Home Nasional “Yang Tak Pernah Hilang”: Memorialisasi Herman Hendrawan dan Bima Petrus

“Yang Tak Pernah Hilang”: Memorialisasi Herman Hendrawan dan Bima Petrus

Jakarta, Gatra.com - Sudah 26 tahun reformasi bergulir, namun masih banyak keluarga dan sahabat yang mencari keberadaan dari para aktivis '98 yang sampai pada hari ini tidak juga jelas nasibnya. Pada Sabtu (23/6), Ikatan Keluarga Orang Hilang Indonesia (IKOHI) menyelenggarakan acara screening sebuah film berjudul “Yang Tak Pernah Hilang”. Film ini didedikasikan untuk dua aktivis '98 yakni Herman Hendrawan dan Bima Petrus. Keduanya merupakan mahasiswa Universitas Airlangga, Surabaya.

Film ini menceritakan kisah hidup Herman dan Bima sedari kecil yang dikisahkan oleh orang orang terdekat termasuk teman dan keluarganya. Herman yang merupakan kelahiran Pangkal Pinang dan Bima yang merupakan seorang pemuda Katolik dari Malang dikisahkan secara apik dalam film ini.

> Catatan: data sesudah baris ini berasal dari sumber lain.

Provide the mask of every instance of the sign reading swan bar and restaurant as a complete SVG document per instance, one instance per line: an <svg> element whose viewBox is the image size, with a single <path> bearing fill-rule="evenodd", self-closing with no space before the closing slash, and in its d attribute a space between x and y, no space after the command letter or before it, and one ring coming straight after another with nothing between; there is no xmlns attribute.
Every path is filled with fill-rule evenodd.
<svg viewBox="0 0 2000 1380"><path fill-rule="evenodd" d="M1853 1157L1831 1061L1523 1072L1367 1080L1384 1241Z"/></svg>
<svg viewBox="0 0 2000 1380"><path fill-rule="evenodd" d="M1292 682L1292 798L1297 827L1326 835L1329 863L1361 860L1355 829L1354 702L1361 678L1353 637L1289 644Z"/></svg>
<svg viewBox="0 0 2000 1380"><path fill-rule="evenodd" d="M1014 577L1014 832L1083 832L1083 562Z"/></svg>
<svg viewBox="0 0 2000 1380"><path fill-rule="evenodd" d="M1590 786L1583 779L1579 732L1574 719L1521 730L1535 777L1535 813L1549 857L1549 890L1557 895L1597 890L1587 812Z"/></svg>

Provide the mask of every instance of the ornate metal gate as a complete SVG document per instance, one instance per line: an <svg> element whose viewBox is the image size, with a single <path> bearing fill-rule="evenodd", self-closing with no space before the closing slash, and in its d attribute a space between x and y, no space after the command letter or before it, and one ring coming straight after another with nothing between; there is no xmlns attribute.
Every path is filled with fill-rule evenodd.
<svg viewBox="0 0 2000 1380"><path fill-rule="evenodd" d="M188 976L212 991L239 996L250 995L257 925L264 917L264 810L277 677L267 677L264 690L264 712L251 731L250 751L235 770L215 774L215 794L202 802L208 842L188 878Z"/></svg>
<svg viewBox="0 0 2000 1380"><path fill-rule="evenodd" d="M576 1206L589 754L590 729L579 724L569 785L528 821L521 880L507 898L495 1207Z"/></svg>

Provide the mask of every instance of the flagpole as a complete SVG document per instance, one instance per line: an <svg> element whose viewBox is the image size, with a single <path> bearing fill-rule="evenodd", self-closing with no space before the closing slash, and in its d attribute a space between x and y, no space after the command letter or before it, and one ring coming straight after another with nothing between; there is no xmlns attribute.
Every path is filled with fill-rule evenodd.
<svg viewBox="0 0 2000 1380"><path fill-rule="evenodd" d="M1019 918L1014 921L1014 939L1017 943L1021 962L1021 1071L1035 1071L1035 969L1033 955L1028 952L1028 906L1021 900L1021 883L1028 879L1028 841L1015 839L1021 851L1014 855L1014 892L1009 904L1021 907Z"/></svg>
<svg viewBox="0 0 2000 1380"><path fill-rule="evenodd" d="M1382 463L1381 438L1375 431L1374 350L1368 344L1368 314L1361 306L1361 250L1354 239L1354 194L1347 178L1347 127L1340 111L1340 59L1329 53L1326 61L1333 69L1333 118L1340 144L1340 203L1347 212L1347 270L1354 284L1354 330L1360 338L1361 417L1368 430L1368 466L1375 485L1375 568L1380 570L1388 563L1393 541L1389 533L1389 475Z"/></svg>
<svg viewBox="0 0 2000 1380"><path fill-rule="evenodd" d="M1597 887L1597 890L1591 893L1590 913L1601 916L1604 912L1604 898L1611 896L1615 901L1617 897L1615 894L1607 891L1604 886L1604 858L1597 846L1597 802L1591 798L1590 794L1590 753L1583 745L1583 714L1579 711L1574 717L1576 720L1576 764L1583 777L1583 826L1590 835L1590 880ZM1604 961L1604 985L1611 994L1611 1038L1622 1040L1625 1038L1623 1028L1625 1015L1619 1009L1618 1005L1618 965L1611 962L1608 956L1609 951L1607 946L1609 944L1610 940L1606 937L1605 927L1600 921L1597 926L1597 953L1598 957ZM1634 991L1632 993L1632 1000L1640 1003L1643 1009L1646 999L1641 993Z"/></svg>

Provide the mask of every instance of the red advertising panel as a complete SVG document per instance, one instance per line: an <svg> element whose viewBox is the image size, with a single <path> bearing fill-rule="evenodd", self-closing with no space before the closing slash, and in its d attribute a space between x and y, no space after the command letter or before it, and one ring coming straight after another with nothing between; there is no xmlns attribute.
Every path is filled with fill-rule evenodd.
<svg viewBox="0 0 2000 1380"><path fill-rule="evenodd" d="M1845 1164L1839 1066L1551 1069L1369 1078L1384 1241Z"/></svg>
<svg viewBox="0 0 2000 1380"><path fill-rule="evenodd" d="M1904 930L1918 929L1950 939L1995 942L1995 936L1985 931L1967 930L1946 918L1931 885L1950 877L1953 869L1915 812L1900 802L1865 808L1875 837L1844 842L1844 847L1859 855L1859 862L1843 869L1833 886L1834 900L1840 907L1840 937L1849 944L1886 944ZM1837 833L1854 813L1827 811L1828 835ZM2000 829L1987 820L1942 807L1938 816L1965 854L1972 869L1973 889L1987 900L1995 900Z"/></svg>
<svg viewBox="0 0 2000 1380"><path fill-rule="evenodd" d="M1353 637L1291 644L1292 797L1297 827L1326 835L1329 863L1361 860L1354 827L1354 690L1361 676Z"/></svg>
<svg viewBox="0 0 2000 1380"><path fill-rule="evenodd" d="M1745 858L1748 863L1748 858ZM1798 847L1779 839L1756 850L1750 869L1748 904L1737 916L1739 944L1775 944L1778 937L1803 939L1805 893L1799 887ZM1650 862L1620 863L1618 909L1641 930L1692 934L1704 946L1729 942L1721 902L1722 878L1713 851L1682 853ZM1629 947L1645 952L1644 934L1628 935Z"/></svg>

Film ini juga menitikberatkan bagaimana teman teman Herman dan Bima khususnya dari FISIP Universitas Airlangga dalam usaha mereka dalam mereformasi negara Indonesia dari pengaruh Orde Baru. 

Ketua IKOHI Jawa Timur, Dandik Katjasungkana mengatakan, generasi '98 memiliki utang sejarah yang harus dilunasi dengan cara mengabadikan mereka berdua dalam bentuk film. Lalu, motif dari pembuatan film ini semata-mata merupakan kekecewaan terhadap pemerintahan Joko Widodo, terlebih ketika Prabowo Subianto dirangkul masuk kabinet.

“Ketiga, menjadi bagian dari upaya gerakan memorialisasi, maknanya adalah memberi penanda bahwa pernah terjadi pada suatu masa terjadi tragedi kemanusiaan yang sampai sekarang belum diselesaikan,” ujar Dandik yang juga produser dari film tersebut.

 

Dalam penayangan screening film tersebut di XXI Epicentrum, Jakarta Selatan, datang pula ayah dari Bima Petrus, Dionysius Utomo Rahardjo. Ssuasana emosional dalam penayangan film tersebut sangat terasa, khususnya ketika terdapat adegan Presiden Joko Widodo membacakan Inpres no. 2 tahun 2023 tentang Pelaksanaan Rekomendasi Penyelesaian Non-Yudisial Pelanggaran Hak Asasi Manusia yang Berat, para penonton pun bersorak sebab Presiden Joko Widodo dinilai tidak menepati janjinya dalam menuntaskan salah satu dari sekian pelanggaran HAM berat yang terjadi di Indonesia.